The City as a Character
Halifax itself is a character in the novel. The geography and atmosphere of the city play a critical role.
… as long as there were wars and she remained the terminus of the longest railway in the world, her back to the continent and her face to the Old Country, she would lie here in all weathers unchangeably the same, and her bells would ring in the darkness. (p 42)
The book is a good companion for a visit to the city.
The Big Bang
Three forces were simultaneously created by the energy of the exploding ship, an earthquake, an air-concussion, and a tidal wave. These forces rushed away from the Narrows with a velocity varying in accordance with the nature of the medium in which they worked. It took only a few seconds for the earthquake to spend itself and three minutes for the air-expansions to slow down to a gale. The tidal wave travelled for hours before the last traces of it were swallowed in the open Atlantic. (p 196)
This is the start of two and a half pages describing the immediate devastation of the city from 9:05 to 9:10 am. Read it. Hard to imagine another account as lyrical as MacLennan’s.
The Classical Connection
Forsan et haec olim meminisse iuvabit. (p 256, from Virgil, The Aeneid)
Maybe someday you will rejoice to recall even this. (Robert Fagles translation)
The heroine is Penelope. The hero has left home, everyone think he’s dead. He loses his memory. He must regain it and fight seemingly unsurmountable obstacles before he can return. He hides his identity until the conditions are right to take his place again. Echoes of The Odyssey. MacLennan shows off his background as a classics scholar.
The Allegorical Fable
Chances are you’re reading a fable when someone’s quick response to a catastrophe is to philosophize at length about the future of Canada. Ultimately, Barometer Rising is an allegory of Canada turning away from its British colonial connections and building the consciousness of a new nation. References throughout the novel slap you up the side of the head. The explosion literally blows the old order to smithereens. Coincidences pile up to support the myth-making. (Of all the places Neil could go, he just happens to enter the building where he finds Geoffrey’s body.)
Barometer Rising was first published in 1941, as the world was enmeshed in another war. MacLennan’s ideas reflect a view of the time, that Canada would bridge the divide between the UK (old Empire) and the US (new power). Lots of CanLit ink has been spilt to analyse this more than I will here.
Many readers see Neil as the embodiment of the new Canada. I like to think that he and Penny together bring equally important qualities to the new vision.
St Paul’s Church stands on the south side of the Grand Parade in Halifax. Founded in 1750, it is the oldest surviving Protestant church in Canada. Entering from the narthex to the nave, you pass through the Memorial Arch, in memory of 91 men of the parish who died in WW1. The names are listed by rank.
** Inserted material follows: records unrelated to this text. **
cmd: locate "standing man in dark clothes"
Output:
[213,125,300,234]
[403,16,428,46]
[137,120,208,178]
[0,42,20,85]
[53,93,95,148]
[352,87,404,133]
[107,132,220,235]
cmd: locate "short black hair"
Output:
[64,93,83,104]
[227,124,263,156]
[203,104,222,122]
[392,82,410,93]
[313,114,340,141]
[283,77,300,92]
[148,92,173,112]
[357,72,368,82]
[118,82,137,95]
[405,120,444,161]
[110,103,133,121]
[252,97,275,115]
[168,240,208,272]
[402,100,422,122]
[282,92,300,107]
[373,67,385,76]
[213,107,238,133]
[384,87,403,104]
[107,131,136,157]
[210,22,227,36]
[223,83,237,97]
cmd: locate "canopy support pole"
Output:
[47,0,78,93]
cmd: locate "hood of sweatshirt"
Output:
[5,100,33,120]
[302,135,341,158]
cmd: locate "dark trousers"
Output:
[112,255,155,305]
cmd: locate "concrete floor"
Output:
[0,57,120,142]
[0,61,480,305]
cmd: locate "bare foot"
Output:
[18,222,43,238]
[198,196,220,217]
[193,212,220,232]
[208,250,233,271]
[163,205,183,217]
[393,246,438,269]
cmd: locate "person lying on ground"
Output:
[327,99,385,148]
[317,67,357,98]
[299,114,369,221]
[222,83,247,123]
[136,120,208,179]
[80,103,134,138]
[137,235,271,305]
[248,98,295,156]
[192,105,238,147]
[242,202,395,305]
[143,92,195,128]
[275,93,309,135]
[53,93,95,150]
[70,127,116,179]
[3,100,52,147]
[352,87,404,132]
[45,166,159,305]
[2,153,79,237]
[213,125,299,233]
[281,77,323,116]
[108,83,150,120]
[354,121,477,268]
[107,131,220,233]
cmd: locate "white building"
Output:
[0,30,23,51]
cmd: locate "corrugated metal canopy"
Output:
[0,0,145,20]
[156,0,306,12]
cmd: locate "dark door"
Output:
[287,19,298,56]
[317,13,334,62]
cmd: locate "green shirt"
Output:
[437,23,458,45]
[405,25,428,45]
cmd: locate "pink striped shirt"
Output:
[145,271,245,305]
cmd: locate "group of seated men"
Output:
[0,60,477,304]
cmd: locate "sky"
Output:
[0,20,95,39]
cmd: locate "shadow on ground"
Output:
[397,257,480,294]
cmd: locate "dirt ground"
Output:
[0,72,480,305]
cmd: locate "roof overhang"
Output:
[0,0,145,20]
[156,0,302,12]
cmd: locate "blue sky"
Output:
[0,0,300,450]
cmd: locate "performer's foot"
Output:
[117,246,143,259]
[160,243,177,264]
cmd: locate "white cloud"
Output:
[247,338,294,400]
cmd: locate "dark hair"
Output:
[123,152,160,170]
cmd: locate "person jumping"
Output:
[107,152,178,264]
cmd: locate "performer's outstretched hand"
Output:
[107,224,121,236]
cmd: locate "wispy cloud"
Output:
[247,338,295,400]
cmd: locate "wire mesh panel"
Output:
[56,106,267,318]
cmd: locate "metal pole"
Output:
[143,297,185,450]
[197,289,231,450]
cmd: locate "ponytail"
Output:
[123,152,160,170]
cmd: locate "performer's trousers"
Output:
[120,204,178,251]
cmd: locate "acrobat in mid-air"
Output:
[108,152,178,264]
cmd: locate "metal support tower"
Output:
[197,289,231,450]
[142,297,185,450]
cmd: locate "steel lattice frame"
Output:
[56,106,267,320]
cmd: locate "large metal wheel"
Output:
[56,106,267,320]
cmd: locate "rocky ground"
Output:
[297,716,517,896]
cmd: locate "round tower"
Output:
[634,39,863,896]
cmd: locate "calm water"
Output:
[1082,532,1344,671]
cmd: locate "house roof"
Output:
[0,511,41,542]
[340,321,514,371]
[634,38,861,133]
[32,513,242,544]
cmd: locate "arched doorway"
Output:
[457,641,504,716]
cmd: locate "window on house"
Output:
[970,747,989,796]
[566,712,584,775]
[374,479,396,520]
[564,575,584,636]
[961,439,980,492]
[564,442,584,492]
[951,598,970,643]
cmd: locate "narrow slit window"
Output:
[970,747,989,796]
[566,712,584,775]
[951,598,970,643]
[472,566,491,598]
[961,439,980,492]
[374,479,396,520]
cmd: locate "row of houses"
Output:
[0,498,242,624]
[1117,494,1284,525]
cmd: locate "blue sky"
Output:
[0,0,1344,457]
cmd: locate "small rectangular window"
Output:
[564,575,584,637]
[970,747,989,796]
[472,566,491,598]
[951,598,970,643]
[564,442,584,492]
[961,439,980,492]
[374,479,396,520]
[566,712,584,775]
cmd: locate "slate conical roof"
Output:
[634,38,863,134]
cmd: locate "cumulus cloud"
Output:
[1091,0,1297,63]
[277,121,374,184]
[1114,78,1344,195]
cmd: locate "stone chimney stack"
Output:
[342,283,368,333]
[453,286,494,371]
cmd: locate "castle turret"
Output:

Above the arch is a piece of wreckage driven into the wall of the church in the Halifax Explosion on 6 Dec 1917.
St Paul’s and the Great War (for King and Country), an exhibition at the church in summer 2015, will “recall through photographs, sketches and original documentation and excerpts from texts and personal correspondence, the character and qualities of the young soldiers who joined the war effort – and that of their families and friends, and the clergy of St. Paul’s as well.”